Cage's piano with and without the screws and bolts - imagina
Discophage | France | 10/20/2007
(5 out of 5 stars)
"Toy Pianos seem not as easy to find these days as they once were, before the invasion of electronics and plastic instruments with awful hard rock-and-roll pre-recorded sounds - a parents' nightmare, a gift that'll make your nephew happy but NOT your sister or brother. This had left me in great frustration as I had been dearly wanting to offer one to my little toddler - and possibly to myself. So I leaped with joy this summer when I chanced upon one in a toy store while on vacation. Spread the news: THEY'RE BACK!
John Cage was ever an experimenter in piano sounds, and an arch-provocateur as well, so it comes as no surprise that he composed not only for the famous prepared piano, but also for toy piano. The tinny sound of the toy piano isn't so far after all from that of a prepared piano, and Cage must have revelled sitting in front of the tiny thing during the Merce Cunningham dance performances for which it was written in 1948, or later the concert premiere in New York in 1960. As he inscribed on the score that the composition could be played both on toy piano and on a normal piano, it was a nice idea of Joshua Pierce to give both versions, opening and closing the disc. One can hear that the apparently simple textures of the toy piano (a lot of it plays on only five white notes, and the composition is really a study on child-like simplicity and restricted keyboard range, likening it to some of Bartok's easiest Mikrokosmos) are not so simple after all when played on the normal one ("grown-up", the liner notes call it), with in particular interesting play on the resonance obtained by maintining keys depressed while hitting on others, which doesn't come out too well on the toy instrument (but the noise of its mechanism certainly does).
I'm not so convinced with Music for Amplified Toy Pianos, which is one of those "experimental" scores of the composer in which much is left to chance. Here, the score results from superimposing 8 transparent sheets in any order, and can be performed by any number of toy pianos and accompanying percussion. But to me it sounds only like a tinny klonk here, a tinny klonk there and a few automobile horn honks in between.

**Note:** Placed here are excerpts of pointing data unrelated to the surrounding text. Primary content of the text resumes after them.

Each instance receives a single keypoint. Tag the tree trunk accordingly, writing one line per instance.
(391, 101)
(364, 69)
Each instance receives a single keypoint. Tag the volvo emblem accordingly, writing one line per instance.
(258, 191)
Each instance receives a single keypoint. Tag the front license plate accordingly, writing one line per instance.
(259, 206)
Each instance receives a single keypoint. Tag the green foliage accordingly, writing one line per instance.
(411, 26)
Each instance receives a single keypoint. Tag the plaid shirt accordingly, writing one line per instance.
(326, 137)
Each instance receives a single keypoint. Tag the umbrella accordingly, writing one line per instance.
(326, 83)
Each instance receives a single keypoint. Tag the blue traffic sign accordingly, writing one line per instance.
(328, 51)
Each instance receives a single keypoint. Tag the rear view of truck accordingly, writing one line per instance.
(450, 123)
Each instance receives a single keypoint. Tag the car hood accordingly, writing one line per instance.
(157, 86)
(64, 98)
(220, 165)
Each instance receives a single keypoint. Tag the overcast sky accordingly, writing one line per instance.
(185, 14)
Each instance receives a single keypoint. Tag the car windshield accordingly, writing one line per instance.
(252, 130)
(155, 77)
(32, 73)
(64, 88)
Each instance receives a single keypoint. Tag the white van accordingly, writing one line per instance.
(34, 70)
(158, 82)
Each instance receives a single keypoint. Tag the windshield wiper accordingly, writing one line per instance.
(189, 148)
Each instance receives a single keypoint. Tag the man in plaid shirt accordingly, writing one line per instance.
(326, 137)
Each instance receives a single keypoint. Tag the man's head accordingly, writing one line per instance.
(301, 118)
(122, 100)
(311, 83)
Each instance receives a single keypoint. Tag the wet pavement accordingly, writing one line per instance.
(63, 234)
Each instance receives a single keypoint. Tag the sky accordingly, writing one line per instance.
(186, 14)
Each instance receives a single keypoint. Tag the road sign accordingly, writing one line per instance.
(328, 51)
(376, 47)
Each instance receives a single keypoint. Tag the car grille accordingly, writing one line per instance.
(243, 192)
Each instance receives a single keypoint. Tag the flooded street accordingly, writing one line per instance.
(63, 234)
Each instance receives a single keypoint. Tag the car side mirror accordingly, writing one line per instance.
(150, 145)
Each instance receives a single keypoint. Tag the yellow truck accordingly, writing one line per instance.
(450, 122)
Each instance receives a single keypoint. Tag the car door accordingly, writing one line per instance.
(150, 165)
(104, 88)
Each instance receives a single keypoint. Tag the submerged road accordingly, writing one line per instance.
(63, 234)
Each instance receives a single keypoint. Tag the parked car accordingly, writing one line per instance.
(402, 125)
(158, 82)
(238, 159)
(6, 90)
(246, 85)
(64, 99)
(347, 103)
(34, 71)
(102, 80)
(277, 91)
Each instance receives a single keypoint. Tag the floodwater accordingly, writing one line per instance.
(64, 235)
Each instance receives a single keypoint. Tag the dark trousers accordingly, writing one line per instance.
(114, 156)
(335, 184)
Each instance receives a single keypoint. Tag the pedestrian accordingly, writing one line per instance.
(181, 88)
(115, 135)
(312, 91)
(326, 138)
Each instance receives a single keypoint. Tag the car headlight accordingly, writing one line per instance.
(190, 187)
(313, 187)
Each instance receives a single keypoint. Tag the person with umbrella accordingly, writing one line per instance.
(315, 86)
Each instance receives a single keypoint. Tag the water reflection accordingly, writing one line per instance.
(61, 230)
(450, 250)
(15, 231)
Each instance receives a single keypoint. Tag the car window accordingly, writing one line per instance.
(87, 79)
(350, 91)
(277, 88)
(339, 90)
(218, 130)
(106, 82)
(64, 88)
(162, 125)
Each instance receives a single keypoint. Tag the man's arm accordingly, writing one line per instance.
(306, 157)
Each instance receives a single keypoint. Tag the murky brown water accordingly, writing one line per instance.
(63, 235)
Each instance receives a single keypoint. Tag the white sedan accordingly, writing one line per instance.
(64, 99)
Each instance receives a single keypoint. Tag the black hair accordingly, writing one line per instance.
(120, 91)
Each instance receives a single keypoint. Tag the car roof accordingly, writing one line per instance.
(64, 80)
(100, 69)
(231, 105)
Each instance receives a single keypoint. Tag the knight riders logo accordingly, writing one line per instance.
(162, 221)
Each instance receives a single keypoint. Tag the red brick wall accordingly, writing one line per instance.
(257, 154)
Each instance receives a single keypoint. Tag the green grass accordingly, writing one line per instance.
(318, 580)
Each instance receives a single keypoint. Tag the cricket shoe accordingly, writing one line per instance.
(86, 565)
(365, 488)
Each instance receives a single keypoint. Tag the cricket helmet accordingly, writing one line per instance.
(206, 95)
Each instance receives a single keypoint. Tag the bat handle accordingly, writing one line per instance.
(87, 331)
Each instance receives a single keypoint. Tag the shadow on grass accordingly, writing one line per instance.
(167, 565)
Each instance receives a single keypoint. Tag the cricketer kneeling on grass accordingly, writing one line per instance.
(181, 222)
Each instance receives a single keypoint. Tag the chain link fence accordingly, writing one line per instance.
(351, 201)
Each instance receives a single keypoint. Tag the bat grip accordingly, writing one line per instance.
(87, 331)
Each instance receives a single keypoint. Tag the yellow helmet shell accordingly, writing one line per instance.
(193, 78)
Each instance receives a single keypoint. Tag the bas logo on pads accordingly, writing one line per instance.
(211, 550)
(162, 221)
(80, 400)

It is particularly interesting to hear "The Seasons", written in 1947 for another Cunningham ballet, as it is, for once, scored for "normal", e.g. unprepared piano. Hearing the Sonatas and Interludes I often get the impression that the music is really only about the strange and arresting sounds of the prepared piano, but that there is not much beyond that: take off all the pins and bolts, screws, rubber pieces and all the objects that "encumber" the strings, and not much would be left, ditty-like music so simplistic as to leave one unquenched. Well, in a way, this is it: "The Seasons" is the music of Cage without the sounds of the prepared piano. And, much to my surprise, I find it actually quite convincing. In some pieces you hear the limps and the rhythmic bite and the dreamy mood of the Sonatas (tracks 4, 5, 10, 11). The atmosphere is somewhere between the stern style of Copland's Piano Sonata and Feldman's minimalist piano music. In his simutaneous and pounding use of extreme low and extreme high registers, Cage's normal piano at times almost sounds prepared (track 11). The music's terse simplicity also brings Satie - whom Cage much admired - to mind (again try track 11) as well as Cage's own String Quartet, but one is also surprised to encounter harmonies evocative of Debussy and French impressionism (track 7).
But the true masterpiece here is "A Book of Music" for two prepared pianos. Not being a specialist of Cage, I had thought the Sonatas and Interludes were his first really major work for prepared piano. But this composition for two pianos was composed in 1944 for the famous Gold and Fizdale piano duet, two years before the first Sonatas. The liner notes call it "possibly Cage's magnum keyboard opus" and I agree. Sure enough, it starts very much like the Sonatas and Interludes : apparently simple, gamelan-sounding, ritualistic. But then begins the second part (track 15) and the music becomes very agitated, virtuosic, jazzy, belying the notion that Cage's music is "simple". Actually, with all the busy activity and complex rhythmical interplay, I never felt as much as here Cage's proximity to Nancarrow.
The recordings were made between 1976 and 1989 (no other precisions given). They sound excellent. Good liner notes.
Now I'll look for the score to "Suite for Toy Piano" and try and play it on my kid's toy piano - if he lets me.